Two GOP House members trying to step up to an open 48th District Senate seat in Bellevue, Luke Esser led Steve Van Luven.

Democrats Rebecca Clark and Debbie Jacobson were close in the 47th District primary to take on Republican Sen. Steve Johnson of Kent. Johnson, unopposed for the GOP nod, was taking 53 percent of the total vote.

Rep. Joyce Mulliken, R-Ephrata, was chosen as the Senate successor to 13th District Republican Harold Hochstatter. She won the winner-take-all primary over LeRoy Allison.

House Speaker Frank Chopp, D-Seattle, defeated a token primary challenger and is home-free in November. His top lieutenant, Majority Leader Lynn Kessler, D-Hoquiam, drew no challenger. Senate Majority Leader Sid Snyder, D-Long Beach, isn't up for election this year.

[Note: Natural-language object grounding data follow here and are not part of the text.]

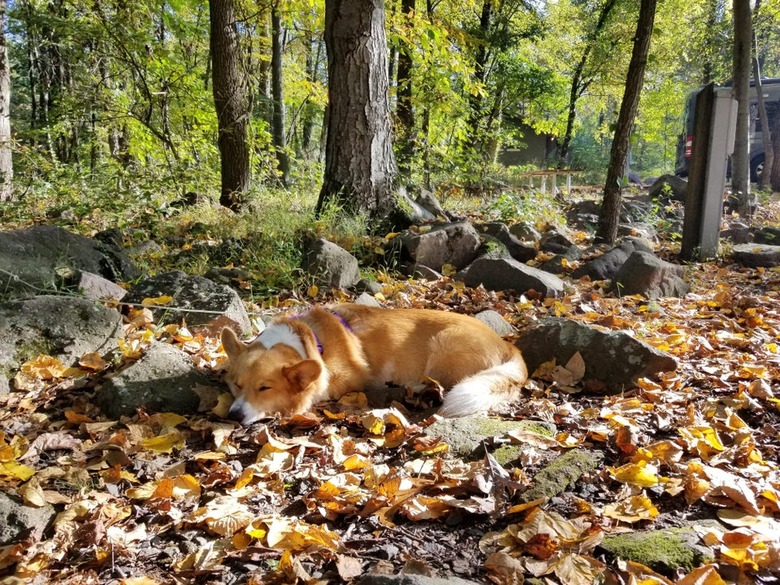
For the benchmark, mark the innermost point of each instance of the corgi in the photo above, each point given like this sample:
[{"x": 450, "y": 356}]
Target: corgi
[{"x": 325, "y": 353}]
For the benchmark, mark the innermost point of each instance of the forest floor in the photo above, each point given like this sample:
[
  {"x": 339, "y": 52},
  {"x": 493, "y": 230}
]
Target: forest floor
[{"x": 347, "y": 490}]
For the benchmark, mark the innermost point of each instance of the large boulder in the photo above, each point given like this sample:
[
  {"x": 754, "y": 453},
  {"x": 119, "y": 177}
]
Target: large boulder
[
  {"x": 613, "y": 359},
  {"x": 19, "y": 521},
  {"x": 517, "y": 249},
  {"x": 61, "y": 327},
  {"x": 197, "y": 300},
  {"x": 330, "y": 264},
  {"x": 606, "y": 266},
  {"x": 755, "y": 255},
  {"x": 645, "y": 274},
  {"x": 453, "y": 243},
  {"x": 49, "y": 257},
  {"x": 506, "y": 273},
  {"x": 164, "y": 379}
]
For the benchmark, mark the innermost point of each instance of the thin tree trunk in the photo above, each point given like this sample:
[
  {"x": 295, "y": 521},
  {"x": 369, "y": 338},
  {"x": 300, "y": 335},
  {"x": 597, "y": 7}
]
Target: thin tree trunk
[
  {"x": 277, "y": 89},
  {"x": 231, "y": 102},
  {"x": 740, "y": 160},
  {"x": 766, "y": 131},
  {"x": 610, "y": 207},
  {"x": 6, "y": 161},
  {"x": 404, "y": 112}
]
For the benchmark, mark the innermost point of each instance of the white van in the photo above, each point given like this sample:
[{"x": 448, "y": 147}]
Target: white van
[{"x": 771, "y": 91}]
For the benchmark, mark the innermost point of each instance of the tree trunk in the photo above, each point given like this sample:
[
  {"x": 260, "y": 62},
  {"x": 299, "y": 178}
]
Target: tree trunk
[
  {"x": 277, "y": 88},
  {"x": 360, "y": 166},
  {"x": 766, "y": 131},
  {"x": 6, "y": 162},
  {"x": 610, "y": 207},
  {"x": 404, "y": 113},
  {"x": 231, "y": 102},
  {"x": 740, "y": 160}
]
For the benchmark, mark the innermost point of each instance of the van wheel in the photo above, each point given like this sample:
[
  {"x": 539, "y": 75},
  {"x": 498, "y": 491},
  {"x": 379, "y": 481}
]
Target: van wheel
[{"x": 756, "y": 168}]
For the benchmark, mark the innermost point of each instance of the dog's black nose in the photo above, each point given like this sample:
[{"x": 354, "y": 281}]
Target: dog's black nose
[{"x": 236, "y": 414}]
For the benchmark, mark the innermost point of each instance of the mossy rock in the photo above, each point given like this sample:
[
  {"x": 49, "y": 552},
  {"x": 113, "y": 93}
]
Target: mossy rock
[
  {"x": 664, "y": 551},
  {"x": 562, "y": 473},
  {"x": 466, "y": 435}
]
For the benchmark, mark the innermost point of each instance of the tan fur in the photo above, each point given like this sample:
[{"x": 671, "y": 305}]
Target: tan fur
[{"x": 401, "y": 346}]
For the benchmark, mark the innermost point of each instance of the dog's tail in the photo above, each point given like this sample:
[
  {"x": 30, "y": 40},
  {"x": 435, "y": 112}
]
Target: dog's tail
[{"x": 486, "y": 389}]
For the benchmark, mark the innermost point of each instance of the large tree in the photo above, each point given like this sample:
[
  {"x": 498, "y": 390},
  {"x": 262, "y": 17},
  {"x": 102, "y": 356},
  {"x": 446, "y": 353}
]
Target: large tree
[
  {"x": 6, "y": 166},
  {"x": 360, "y": 168},
  {"x": 231, "y": 99},
  {"x": 740, "y": 160},
  {"x": 610, "y": 206}
]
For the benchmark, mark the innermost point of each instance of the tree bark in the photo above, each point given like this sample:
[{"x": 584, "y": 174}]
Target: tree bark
[
  {"x": 231, "y": 102},
  {"x": 740, "y": 160},
  {"x": 610, "y": 206},
  {"x": 6, "y": 161},
  {"x": 764, "y": 179},
  {"x": 277, "y": 89},
  {"x": 360, "y": 167},
  {"x": 404, "y": 112}
]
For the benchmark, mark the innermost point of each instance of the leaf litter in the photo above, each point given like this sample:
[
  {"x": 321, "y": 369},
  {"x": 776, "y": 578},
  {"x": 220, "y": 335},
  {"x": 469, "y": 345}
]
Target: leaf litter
[{"x": 348, "y": 490}]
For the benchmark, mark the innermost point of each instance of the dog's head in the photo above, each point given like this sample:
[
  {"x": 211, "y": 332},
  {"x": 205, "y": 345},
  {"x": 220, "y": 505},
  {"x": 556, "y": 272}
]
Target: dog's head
[{"x": 270, "y": 374}]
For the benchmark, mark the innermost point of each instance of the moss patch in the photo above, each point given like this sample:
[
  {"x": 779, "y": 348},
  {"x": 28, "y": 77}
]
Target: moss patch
[
  {"x": 664, "y": 550},
  {"x": 465, "y": 436},
  {"x": 562, "y": 473}
]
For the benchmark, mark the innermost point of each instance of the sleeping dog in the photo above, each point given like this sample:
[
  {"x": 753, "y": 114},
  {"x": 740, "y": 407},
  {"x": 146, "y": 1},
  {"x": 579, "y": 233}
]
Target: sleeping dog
[{"x": 326, "y": 353}]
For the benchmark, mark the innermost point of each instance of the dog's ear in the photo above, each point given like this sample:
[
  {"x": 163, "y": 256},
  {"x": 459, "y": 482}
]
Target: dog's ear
[
  {"x": 302, "y": 374},
  {"x": 231, "y": 344}
]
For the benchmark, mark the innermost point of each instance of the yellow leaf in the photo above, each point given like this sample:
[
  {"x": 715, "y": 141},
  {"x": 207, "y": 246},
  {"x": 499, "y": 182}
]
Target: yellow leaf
[
  {"x": 640, "y": 473},
  {"x": 16, "y": 470},
  {"x": 93, "y": 361},
  {"x": 164, "y": 443},
  {"x": 156, "y": 301}
]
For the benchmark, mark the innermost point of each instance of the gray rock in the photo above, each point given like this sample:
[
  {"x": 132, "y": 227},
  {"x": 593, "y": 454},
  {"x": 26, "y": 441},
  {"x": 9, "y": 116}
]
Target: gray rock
[
  {"x": 555, "y": 264},
  {"x": 517, "y": 250},
  {"x": 669, "y": 187},
  {"x": 613, "y": 359},
  {"x": 466, "y": 435},
  {"x": 496, "y": 322},
  {"x": 454, "y": 243},
  {"x": 525, "y": 232},
  {"x": 755, "y": 255},
  {"x": 419, "y": 271},
  {"x": 555, "y": 241},
  {"x": 164, "y": 379},
  {"x": 768, "y": 235},
  {"x": 645, "y": 274},
  {"x": 62, "y": 327},
  {"x": 665, "y": 551},
  {"x": 48, "y": 257},
  {"x": 367, "y": 299},
  {"x": 506, "y": 273},
  {"x": 19, "y": 521},
  {"x": 94, "y": 286},
  {"x": 196, "y": 299},
  {"x": 562, "y": 473},
  {"x": 330, "y": 265},
  {"x": 428, "y": 201},
  {"x": 606, "y": 266}
]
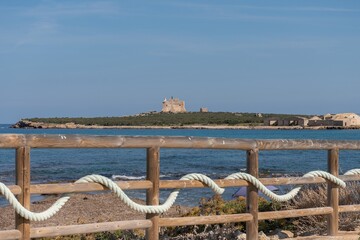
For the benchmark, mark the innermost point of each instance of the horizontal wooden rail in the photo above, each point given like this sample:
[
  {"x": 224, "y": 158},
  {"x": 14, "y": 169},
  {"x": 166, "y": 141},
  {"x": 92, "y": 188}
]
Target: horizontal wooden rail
[
  {"x": 88, "y": 228},
  {"x": 295, "y": 213},
  {"x": 185, "y": 221},
  {"x": 94, "y": 141},
  {"x": 59, "y": 188}
]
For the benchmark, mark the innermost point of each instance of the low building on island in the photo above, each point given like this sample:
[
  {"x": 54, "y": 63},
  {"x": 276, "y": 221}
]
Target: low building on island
[
  {"x": 173, "y": 105},
  {"x": 341, "y": 119}
]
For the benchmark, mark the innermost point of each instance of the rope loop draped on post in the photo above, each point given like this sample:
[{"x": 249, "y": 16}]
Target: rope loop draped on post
[{"x": 41, "y": 216}]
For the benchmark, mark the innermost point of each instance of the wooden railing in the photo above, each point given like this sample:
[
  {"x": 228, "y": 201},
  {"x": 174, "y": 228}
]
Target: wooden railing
[{"x": 23, "y": 188}]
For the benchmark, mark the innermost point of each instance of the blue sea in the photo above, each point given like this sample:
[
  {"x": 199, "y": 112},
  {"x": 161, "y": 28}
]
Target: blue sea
[{"x": 54, "y": 165}]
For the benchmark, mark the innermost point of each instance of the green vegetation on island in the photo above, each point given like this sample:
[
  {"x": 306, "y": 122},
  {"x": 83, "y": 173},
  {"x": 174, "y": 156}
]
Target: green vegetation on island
[{"x": 168, "y": 119}]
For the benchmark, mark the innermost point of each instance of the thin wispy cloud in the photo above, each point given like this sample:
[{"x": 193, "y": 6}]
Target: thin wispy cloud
[{"x": 73, "y": 9}]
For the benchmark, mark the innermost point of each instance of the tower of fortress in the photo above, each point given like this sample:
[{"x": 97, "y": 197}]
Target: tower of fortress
[{"x": 173, "y": 105}]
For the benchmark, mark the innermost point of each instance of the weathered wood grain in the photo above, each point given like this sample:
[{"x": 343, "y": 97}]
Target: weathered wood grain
[{"x": 89, "y": 228}]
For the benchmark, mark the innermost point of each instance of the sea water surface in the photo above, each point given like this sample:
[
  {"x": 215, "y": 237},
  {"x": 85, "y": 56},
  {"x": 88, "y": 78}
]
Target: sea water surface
[{"x": 54, "y": 165}]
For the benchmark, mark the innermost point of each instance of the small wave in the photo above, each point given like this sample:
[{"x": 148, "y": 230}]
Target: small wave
[{"x": 124, "y": 177}]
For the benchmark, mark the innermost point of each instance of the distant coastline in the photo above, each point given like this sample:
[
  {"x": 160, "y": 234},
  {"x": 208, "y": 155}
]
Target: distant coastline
[{"x": 42, "y": 125}]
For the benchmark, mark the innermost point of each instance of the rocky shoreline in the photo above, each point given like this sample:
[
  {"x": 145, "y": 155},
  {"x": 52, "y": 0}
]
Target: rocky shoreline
[{"x": 71, "y": 125}]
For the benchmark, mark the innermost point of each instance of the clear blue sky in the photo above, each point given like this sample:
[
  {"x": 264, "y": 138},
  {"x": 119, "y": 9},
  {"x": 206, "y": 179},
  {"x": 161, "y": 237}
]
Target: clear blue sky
[{"x": 114, "y": 58}]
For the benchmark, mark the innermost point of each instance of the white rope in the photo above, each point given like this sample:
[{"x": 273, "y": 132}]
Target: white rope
[
  {"x": 282, "y": 198},
  {"x": 32, "y": 216},
  {"x": 41, "y": 216}
]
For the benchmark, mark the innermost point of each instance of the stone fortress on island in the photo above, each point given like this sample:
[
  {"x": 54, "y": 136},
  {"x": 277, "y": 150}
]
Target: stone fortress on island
[{"x": 173, "y": 105}]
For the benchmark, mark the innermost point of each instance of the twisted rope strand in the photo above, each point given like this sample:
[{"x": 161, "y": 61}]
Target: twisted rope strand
[{"x": 41, "y": 216}]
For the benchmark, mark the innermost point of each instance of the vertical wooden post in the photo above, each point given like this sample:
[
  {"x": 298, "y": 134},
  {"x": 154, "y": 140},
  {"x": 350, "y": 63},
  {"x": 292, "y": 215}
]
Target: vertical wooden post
[
  {"x": 152, "y": 194},
  {"x": 252, "y": 195},
  {"x": 333, "y": 193},
  {"x": 23, "y": 181}
]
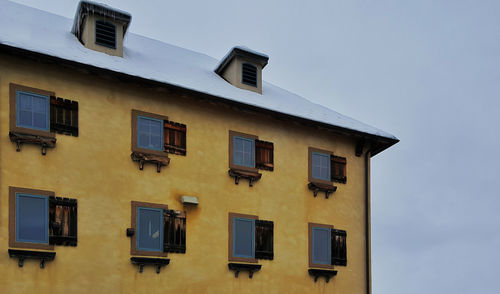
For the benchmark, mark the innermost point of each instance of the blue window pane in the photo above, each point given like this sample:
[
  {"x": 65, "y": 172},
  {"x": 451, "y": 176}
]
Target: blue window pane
[
  {"x": 32, "y": 218},
  {"x": 321, "y": 245},
  {"x": 244, "y": 151},
  {"x": 149, "y": 133},
  {"x": 32, "y": 111},
  {"x": 243, "y": 237},
  {"x": 320, "y": 166},
  {"x": 149, "y": 229}
]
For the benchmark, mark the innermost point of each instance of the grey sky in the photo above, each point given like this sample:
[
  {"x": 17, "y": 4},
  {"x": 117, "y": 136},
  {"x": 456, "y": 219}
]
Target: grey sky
[{"x": 426, "y": 71}]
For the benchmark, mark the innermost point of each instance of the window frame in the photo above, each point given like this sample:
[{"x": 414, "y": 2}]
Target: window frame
[
  {"x": 13, "y": 89},
  {"x": 232, "y": 165},
  {"x": 162, "y": 127},
  {"x": 312, "y": 150},
  {"x": 13, "y": 191},
  {"x": 135, "y": 147},
  {"x": 311, "y": 263},
  {"x": 231, "y": 256},
  {"x": 133, "y": 241}
]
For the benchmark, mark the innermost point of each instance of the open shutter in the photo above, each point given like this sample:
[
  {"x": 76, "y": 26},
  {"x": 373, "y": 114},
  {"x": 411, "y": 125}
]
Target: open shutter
[
  {"x": 339, "y": 247},
  {"x": 174, "y": 237},
  {"x": 63, "y": 116},
  {"x": 338, "y": 169},
  {"x": 174, "y": 138},
  {"x": 63, "y": 221},
  {"x": 264, "y": 155},
  {"x": 264, "y": 235}
]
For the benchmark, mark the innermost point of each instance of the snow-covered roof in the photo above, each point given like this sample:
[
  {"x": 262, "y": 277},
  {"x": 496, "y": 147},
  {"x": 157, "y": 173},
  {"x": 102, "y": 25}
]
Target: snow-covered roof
[{"x": 49, "y": 34}]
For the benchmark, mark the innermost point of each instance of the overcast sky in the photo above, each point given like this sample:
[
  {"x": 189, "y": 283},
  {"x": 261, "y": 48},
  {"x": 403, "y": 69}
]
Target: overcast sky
[{"x": 425, "y": 71}]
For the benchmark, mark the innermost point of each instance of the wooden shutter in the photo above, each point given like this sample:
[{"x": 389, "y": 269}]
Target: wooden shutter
[
  {"x": 339, "y": 247},
  {"x": 63, "y": 221},
  {"x": 174, "y": 236},
  {"x": 264, "y": 155},
  {"x": 63, "y": 116},
  {"x": 338, "y": 169},
  {"x": 264, "y": 234},
  {"x": 174, "y": 137}
]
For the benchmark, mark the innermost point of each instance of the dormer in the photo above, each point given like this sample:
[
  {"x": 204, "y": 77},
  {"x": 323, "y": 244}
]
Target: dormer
[
  {"x": 100, "y": 27},
  {"x": 242, "y": 67}
]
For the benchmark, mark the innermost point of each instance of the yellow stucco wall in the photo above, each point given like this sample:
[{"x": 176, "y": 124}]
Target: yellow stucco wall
[{"x": 96, "y": 169}]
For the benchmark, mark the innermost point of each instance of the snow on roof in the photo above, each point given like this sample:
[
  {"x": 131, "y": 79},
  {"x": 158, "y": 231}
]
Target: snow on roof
[{"x": 46, "y": 33}]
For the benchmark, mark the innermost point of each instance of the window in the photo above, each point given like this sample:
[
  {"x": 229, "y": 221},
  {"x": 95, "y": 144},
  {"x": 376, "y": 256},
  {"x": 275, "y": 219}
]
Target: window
[
  {"x": 105, "y": 34},
  {"x": 30, "y": 111},
  {"x": 247, "y": 152},
  {"x": 155, "y": 134},
  {"x": 150, "y": 133},
  {"x": 243, "y": 151},
  {"x": 157, "y": 230},
  {"x": 63, "y": 116},
  {"x": 325, "y": 168},
  {"x": 320, "y": 166},
  {"x": 175, "y": 138},
  {"x": 339, "y": 169},
  {"x": 32, "y": 214},
  {"x": 327, "y": 246},
  {"x": 250, "y": 238},
  {"x": 249, "y": 74},
  {"x": 39, "y": 220}
]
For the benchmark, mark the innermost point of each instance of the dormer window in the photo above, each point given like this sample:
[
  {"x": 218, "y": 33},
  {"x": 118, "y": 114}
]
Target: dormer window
[
  {"x": 105, "y": 34},
  {"x": 249, "y": 74},
  {"x": 100, "y": 27},
  {"x": 242, "y": 68}
]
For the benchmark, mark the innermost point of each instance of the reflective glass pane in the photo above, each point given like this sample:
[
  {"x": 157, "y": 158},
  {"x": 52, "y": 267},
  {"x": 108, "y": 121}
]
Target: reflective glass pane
[
  {"x": 320, "y": 166},
  {"x": 32, "y": 111},
  {"x": 243, "y": 237},
  {"x": 149, "y": 229},
  {"x": 243, "y": 151},
  {"x": 321, "y": 245},
  {"x": 150, "y": 133},
  {"x": 31, "y": 218}
]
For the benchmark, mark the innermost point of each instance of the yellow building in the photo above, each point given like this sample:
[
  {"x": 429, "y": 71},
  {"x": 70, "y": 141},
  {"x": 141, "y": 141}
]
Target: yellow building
[{"x": 133, "y": 166}]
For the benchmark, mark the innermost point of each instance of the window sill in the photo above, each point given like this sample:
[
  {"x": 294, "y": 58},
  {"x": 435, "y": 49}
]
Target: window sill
[
  {"x": 320, "y": 187},
  {"x": 142, "y": 261},
  {"x": 238, "y": 174},
  {"x": 328, "y": 274},
  {"x": 238, "y": 267},
  {"x": 341, "y": 180},
  {"x": 142, "y": 158},
  {"x": 21, "y": 138},
  {"x": 28, "y": 254}
]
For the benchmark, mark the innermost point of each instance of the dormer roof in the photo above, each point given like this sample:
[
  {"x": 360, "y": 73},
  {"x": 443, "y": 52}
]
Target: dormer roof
[
  {"x": 86, "y": 8},
  {"x": 244, "y": 52}
]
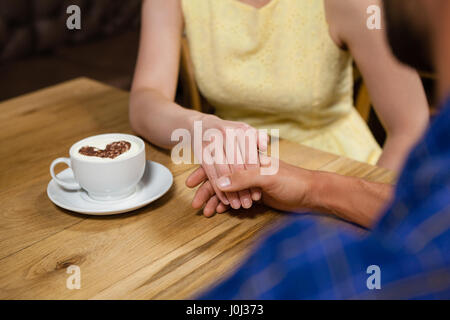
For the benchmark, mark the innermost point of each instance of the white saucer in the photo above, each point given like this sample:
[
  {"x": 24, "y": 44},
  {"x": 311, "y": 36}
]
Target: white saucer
[{"x": 156, "y": 181}]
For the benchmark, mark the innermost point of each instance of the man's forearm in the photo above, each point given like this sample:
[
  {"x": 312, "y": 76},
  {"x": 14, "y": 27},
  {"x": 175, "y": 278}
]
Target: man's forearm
[{"x": 352, "y": 199}]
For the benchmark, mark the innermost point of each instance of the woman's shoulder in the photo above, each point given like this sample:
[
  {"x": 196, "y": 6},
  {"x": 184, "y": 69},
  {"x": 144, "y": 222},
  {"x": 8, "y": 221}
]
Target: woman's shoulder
[{"x": 347, "y": 18}]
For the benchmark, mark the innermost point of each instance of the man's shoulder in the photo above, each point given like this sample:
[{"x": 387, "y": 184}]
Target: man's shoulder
[{"x": 421, "y": 205}]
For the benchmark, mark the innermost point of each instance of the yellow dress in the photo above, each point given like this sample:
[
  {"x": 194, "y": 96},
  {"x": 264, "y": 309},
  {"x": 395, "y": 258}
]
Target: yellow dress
[{"x": 276, "y": 67}]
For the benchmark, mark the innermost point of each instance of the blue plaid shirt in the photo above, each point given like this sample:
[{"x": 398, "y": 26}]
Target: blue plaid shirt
[{"x": 310, "y": 258}]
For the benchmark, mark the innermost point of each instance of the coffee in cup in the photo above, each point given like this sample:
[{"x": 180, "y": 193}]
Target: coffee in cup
[{"x": 106, "y": 166}]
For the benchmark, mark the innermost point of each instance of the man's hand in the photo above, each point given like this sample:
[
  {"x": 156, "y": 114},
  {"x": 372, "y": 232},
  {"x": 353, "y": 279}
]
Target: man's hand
[
  {"x": 287, "y": 190},
  {"x": 296, "y": 189}
]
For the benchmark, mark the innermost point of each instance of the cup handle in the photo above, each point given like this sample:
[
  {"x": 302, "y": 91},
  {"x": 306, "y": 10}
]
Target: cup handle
[{"x": 65, "y": 184}]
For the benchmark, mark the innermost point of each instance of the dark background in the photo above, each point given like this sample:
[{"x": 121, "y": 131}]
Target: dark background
[{"x": 37, "y": 50}]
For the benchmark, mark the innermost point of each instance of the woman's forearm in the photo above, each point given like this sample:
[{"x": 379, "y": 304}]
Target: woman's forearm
[
  {"x": 352, "y": 199},
  {"x": 396, "y": 149},
  {"x": 155, "y": 117}
]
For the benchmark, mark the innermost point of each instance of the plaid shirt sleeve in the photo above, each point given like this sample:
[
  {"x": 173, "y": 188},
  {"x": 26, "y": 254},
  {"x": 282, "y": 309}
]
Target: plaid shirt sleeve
[{"x": 309, "y": 258}]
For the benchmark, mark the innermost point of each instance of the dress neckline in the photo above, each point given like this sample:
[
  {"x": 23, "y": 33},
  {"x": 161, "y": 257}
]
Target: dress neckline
[{"x": 253, "y": 8}]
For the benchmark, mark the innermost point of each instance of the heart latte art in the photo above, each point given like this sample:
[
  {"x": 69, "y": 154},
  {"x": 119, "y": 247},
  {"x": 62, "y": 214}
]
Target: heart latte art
[{"x": 112, "y": 150}]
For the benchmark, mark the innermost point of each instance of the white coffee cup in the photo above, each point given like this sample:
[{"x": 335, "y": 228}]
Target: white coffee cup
[{"x": 104, "y": 178}]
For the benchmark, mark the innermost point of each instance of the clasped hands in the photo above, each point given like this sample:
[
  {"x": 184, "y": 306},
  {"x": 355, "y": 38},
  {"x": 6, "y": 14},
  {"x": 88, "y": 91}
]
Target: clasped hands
[{"x": 239, "y": 183}]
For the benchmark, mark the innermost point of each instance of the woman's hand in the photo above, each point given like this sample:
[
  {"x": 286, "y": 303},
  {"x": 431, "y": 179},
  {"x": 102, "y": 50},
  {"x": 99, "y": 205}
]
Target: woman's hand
[
  {"x": 237, "y": 151},
  {"x": 297, "y": 190},
  {"x": 287, "y": 190}
]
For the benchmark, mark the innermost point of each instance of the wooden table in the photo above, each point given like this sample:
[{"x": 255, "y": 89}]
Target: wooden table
[{"x": 165, "y": 250}]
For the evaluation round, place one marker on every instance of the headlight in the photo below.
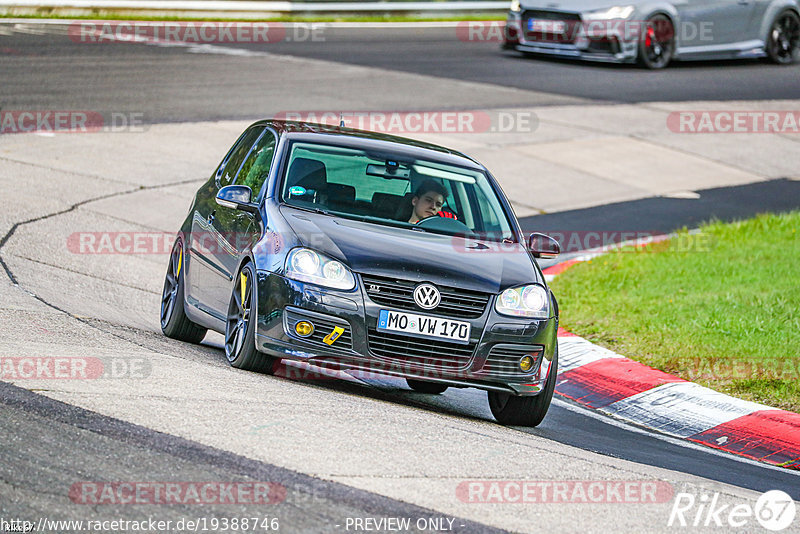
(616, 12)
(526, 301)
(308, 266)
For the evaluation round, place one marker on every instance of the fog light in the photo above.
(304, 328)
(526, 363)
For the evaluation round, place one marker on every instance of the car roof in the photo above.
(350, 137)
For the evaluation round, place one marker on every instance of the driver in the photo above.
(427, 201)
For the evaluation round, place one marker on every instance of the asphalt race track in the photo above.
(335, 449)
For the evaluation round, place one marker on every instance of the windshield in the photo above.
(379, 188)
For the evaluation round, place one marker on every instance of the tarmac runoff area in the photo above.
(69, 304)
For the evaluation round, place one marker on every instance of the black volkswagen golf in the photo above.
(354, 250)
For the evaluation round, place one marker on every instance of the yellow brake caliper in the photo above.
(243, 285)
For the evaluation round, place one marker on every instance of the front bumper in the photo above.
(488, 362)
(608, 42)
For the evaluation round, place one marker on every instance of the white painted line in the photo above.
(574, 352)
(625, 425)
(681, 409)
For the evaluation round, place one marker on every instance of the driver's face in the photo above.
(428, 205)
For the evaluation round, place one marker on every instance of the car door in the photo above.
(207, 276)
(236, 231)
(713, 23)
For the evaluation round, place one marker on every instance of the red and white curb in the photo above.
(605, 381)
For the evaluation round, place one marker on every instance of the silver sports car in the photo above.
(654, 32)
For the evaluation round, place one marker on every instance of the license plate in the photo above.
(547, 26)
(424, 326)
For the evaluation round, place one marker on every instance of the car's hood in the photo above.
(573, 6)
(387, 251)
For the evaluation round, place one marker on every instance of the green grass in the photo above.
(719, 308)
(105, 15)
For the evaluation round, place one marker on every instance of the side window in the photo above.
(256, 167)
(238, 155)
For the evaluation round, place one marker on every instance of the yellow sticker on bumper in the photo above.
(334, 335)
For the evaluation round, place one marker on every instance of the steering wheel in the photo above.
(444, 224)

House incumbents generally had strong leads in party primaries or in dry runs against their November opponents. However, Rep. Dave Morell, R-Puyallup, trailed his November challenger, Democrat Dawn Morrell, in the 25th District.

Another close race was shaping up in the 17th District in Clark County, where Rep. Jim Dunn had only a slim lead over his general election foe, Democrat Deb Wallace.

In south King County, Rep. Jack Cairnes, R-Renton, barely led Democrat Pat Sullivan in the 47th District. In the district's other House seat, Democratic Rep. Geoff Simpson was held to 45 percent of the total vote. Former Rep. Phil Fortunato was the apparent GOP primary victor.

Appointed Rep. Ed Orcutt, R-Carrolls, was being held to under 50 percent of the total vote in the 18th District. Dave Seabrook of Battle Ground won the Democratic nod.

Rep. Tom Campbell, R-Spanaway, won a new term by defeating Republican Stephen Budd in a GOP primary in the 2nd District. He has no November challenger.

Appointed Rep. Janea Holmquist, R-Moses Lake, won the winner-take-all primary in the 13th District. Cary Condotta, an Eastern Washington organizer for initiative sponsor Tim Eyman, won the Republican nomination for the 12th seat held for 20 years by former Speaker Clyde Ballard.

Dan Newhouse, the son of the late Sen. Irv Newhouse, won the GOP nomination for an open seat in the 15th District. Rep. Mary Skinner, R-Yakima, won her 14th District primary and will be returned to office. Her colleague Marc Boldt, R-Vancouver, won a GOP primary in the 17th and has no November challenger.

Democrat Dennis Flannigan won the primary and an open House seat in the 27th District in Tacoma; no Republican filed.

Appointed Rep. Maralyn Chase, D-Edmonds, led Kevin Grossman in the Democratic primary in the 32nd District. Chase had gotten into a spat with her district's senator, Darlene Fairley, who endorsed Grossman and criticized Chase's ethics. District Democrats then yanked Fairley's endorsement.

In a battle for an open seat in the 38th District in Snohomish County, Erv Hoglund won the Republican nomination without opposition and John McCoy won the Democratic nod.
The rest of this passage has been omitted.